Ai tempi, il tono della nostra analisi non era stato affatto positivo, e a ragione. Tra la situazione economica fiacca in Europa e in Cina, da un lato, e l'aumento esponenziale dei costi dell'energia legato alle forniture provenienti dalla Russia, dall'altro, BASF si è trovata tra l'incudine e il martello per un lungo periodo.

L'anno si è concluso male, come previsto, con profitti operativi ai minimi da vent'anni e un dividendo a malapena coperto dal free cash flow. BASF, che aveva in programma di lanciare un programma di riacquisto di azioni, è stata costretta ad abbandonare l'idea nello stesso momento in cui ha lanciato la prima parte del suo piano di contenimento dei costi.

Dato che il brutto periodo è durato, pochi mesi dopo si è dato inizio a una seconda fare del piano, accompagnata da una riduzione di un terzo del dividendo. Nonostante le magie del management, non c'è stata alcuna ripresa in Cina e ancor meno in Europa. Le fabbriche del Gruppo continuano a lavorare a capacità molto ridotta, a livelli che non si vedevano dai tempi della crisi dell'euro, mentre i prezzi dei suoi prodotti rimangono ai minimi.

La ripresa provvidenziale, o almeno il suo inizio, era previsto soprattutto a partire dalla Cina, il mercato più grande del mondo. BASF inaugurerà il suo mega impianto nel Guangdong - un progetto del valore di dieci miliardi di euro - il prossimo anno, se tutto va bene. Ovviamente, il rischio di una situazione che potrebbe degenerare a Taiwan pende come una spada di Damocle sulla testa dell'azienda.
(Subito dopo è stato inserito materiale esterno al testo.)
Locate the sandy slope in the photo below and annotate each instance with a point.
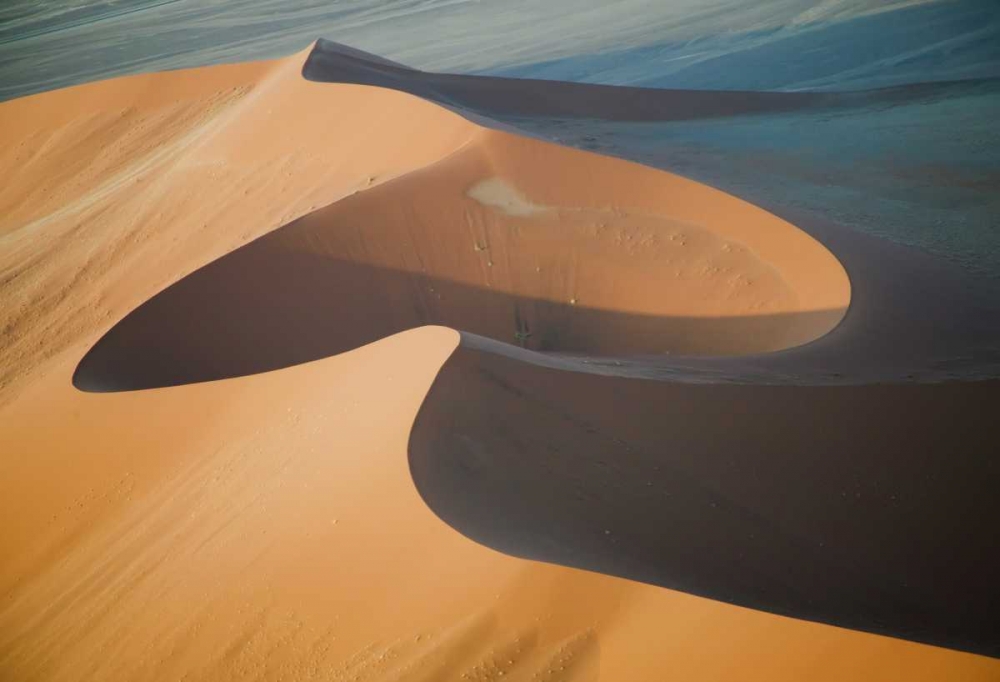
(267, 526)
A parte questo scenario drammatico, possiamo dire che il peggio è ormai alle spalle? Forse no. Alla fine della scorsa settimana, BASF ha pubblicato i risultati dei primi nove mesi dell'anno e questi erano in linea con quelli pubblicati nello stesso periodo dell'anno scorso. Questo ha portato alcuni analisti a prevedere che il punto più basso del ciclo è stato raggiunto.
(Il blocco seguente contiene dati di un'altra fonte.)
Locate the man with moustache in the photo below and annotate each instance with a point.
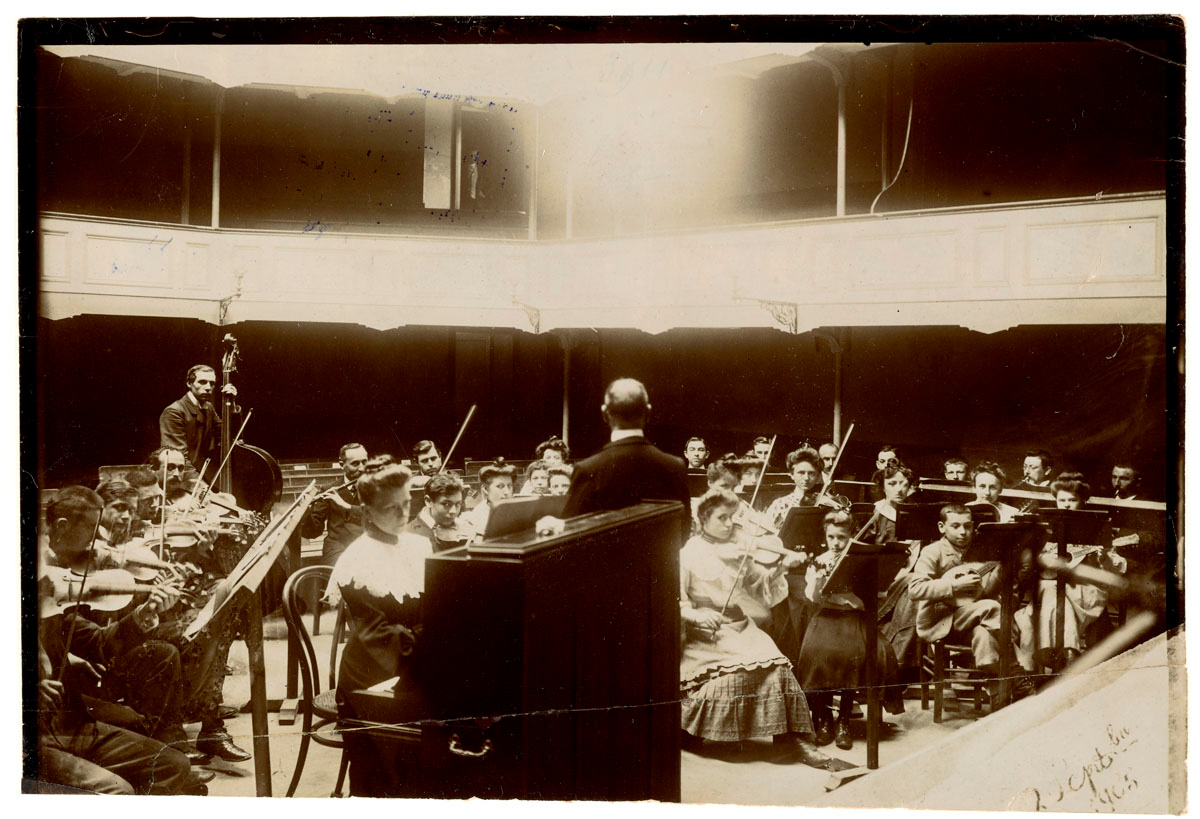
(339, 512)
(191, 423)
Comunque sia, gli analisti di MarketScreener sono del parere che il conglomerato non sfuggirà ad una lunga e dolorosa ristrutturazione, come è successo ad esempio a ThyssenKrupp - si veda a questo proposito ThyssenKrupp: buoni motivi per sperare. Una quotazione parziale - una formula molto di moda in Germania - è già prevista per la divisione agricoltura.
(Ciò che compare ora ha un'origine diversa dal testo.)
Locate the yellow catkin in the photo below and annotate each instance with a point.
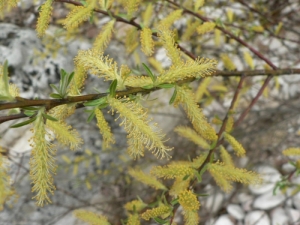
(218, 38)
(195, 114)
(6, 6)
(104, 36)
(108, 137)
(278, 28)
(105, 4)
(170, 19)
(202, 88)
(62, 112)
(228, 64)
(131, 6)
(44, 18)
(172, 171)
(157, 65)
(223, 183)
(147, 41)
(131, 42)
(192, 135)
(249, 60)
(180, 184)
(138, 81)
(192, 68)
(42, 163)
(190, 30)
(230, 15)
(159, 211)
(90, 217)
(6, 191)
(191, 217)
(135, 205)
(146, 179)
(188, 200)
(65, 134)
(135, 122)
(198, 4)
(147, 14)
(167, 38)
(226, 157)
(98, 64)
(133, 219)
(205, 27)
(198, 161)
(258, 28)
(229, 124)
(230, 173)
(291, 151)
(237, 147)
(78, 15)
(77, 83)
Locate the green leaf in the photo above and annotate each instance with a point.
(166, 86)
(5, 76)
(95, 102)
(70, 78)
(48, 117)
(160, 221)
(112, 88)
(29, 113)
(91, 116)
(149, 72)
(83, 3)
(203, 170)
(91, 20)
(54, 95)
(23, 123)
(102, 106)
(186, 177)
(202, 195)
(174, 201)
(55, 88)
(150, 86)
(173, 97)
(30, 108)
(219, 23)
(199, 177)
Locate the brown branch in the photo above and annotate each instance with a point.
(220, 140)
(231, 35)
(51, 103)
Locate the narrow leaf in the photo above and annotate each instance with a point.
(23, 123)
(166, 85)
(112, 88)
(48, 117)
(70, 78)
(29, 113)
(160, 221)
(150, 86)
(91, 116)
(54, 87)
(173, 97)
(153, 78)
(54, 95)
(95, 102)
Se è vero che la storia insegna qualcosa, probabilmente ci vorrà molto di più perché il mercato rivaluti positivamente la situazione. Sempre più diffuse in Germania, paese in cui la governance e la struttura dei grandi conglomerati sono spesso criticate perché arcaiche, queste grandi manovre raramente producono scintille sul mercato azionario.

Nel frattempo, BASF si è impegnata a restituire 3 miliardi di euro all'anno ai suoi azionisti entro il 2028. A priori, questo non dovrebbe porre alcun problema, dato il volume di investimenti in calo a partire dal 2026 - una volta che il sito di Guangdong sarà pienamente operativo - e il piano di risparmio di oltre 2 miliardi di euro all'anno attuato di qui a là. 

Gli investitori che amano le industrie cicliche quando sono al loro peggio, vedranno potenzialmente un'interessante opportunità di ingresso. Secondo l'opinione degli analisti di MarkeScreener, tuttavia, resta difficile giustificare l'assunzione di un tale rischio di fronte alle altre opportunità del momento.